In their forms of resistance to the government and the “special” law Quebec's protesters are demonstrating some affinities with the Occupy movement to which they are often compared (along with the Arab Spring, from which the name for the movement – le Printemps Érable – is derived as a pun). Many of the actions are not hierarchically organized, are adaptable (e.g. the splitting and rerouting of the night protests), are creative (e.g. the letters to the police), and are spontaneous (e.g. the marche de casserole). Like Occupy they have sought to open a discursive space for debate about ideology and the political and economic system by occupying a physical space. But where Occupy focused its physical presence on one constant space (e.g. Zucotti Park) the Montreal protesters have turned the whole city into their space of protest. By entering multiple spaces at varying times (e.g. silently riding the metro at rush hour clad in red, marching downtown during the day, banging on pots and pans in residential neighbourhoods at night) the protesters are drawing the entire city into the political space. They are doing it by mobilizing presence, creativity and surprise as their political tools.
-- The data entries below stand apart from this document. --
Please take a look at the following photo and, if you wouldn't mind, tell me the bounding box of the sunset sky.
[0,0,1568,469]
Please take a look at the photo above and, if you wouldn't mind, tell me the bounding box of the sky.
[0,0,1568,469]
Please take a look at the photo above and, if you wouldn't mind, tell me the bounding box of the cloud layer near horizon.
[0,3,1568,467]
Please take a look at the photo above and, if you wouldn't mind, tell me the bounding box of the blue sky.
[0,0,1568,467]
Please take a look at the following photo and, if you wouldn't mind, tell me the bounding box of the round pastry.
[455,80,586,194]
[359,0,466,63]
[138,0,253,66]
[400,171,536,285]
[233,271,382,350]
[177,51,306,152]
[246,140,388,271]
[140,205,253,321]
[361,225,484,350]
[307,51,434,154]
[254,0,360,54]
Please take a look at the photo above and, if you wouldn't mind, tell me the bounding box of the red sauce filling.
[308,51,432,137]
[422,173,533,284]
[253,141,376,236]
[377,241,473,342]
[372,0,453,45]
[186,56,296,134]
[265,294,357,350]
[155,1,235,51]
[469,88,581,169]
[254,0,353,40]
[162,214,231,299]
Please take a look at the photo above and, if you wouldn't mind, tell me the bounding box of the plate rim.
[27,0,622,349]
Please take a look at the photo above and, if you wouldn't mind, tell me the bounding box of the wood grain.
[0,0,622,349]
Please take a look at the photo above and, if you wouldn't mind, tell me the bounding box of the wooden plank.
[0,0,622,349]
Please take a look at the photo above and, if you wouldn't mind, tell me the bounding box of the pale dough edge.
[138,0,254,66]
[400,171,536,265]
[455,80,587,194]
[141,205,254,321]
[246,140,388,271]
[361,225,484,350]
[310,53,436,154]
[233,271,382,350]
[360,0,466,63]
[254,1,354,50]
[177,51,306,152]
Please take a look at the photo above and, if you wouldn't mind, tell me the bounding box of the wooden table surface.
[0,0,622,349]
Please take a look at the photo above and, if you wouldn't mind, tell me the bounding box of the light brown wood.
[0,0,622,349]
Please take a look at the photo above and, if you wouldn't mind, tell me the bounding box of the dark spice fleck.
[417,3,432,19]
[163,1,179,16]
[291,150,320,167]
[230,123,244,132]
The government, for its part, has moved to contain the space of politics through heavy handed means and blunt force. It has tried to limit the reach of the protests by demanding pre-determined, ordered routes. It has attempted to quell spontaneity by boxing in (kettling – a term made infamous by the Toronto police at the G20 protests) residents banging on pots and pans near their homes. And it has resorted to the tried and true technique of mass arrest (close to 700 on the night of May 23rd) in an attempt to make the city streets inhospitable to political opposition. Under the guise of restoring peace and order the government is trying to put the genie back in the bottle and return political debate to the restricted spaces of the National Assembly and its backrooms.
Despite these efforts by the government and the police the protests show no signs of abating. To the contrary, we are seeing more and more spaces of resistance open up and more people join the movement. This is no longer just a demonstration of political dissent but truly “une manifestation.”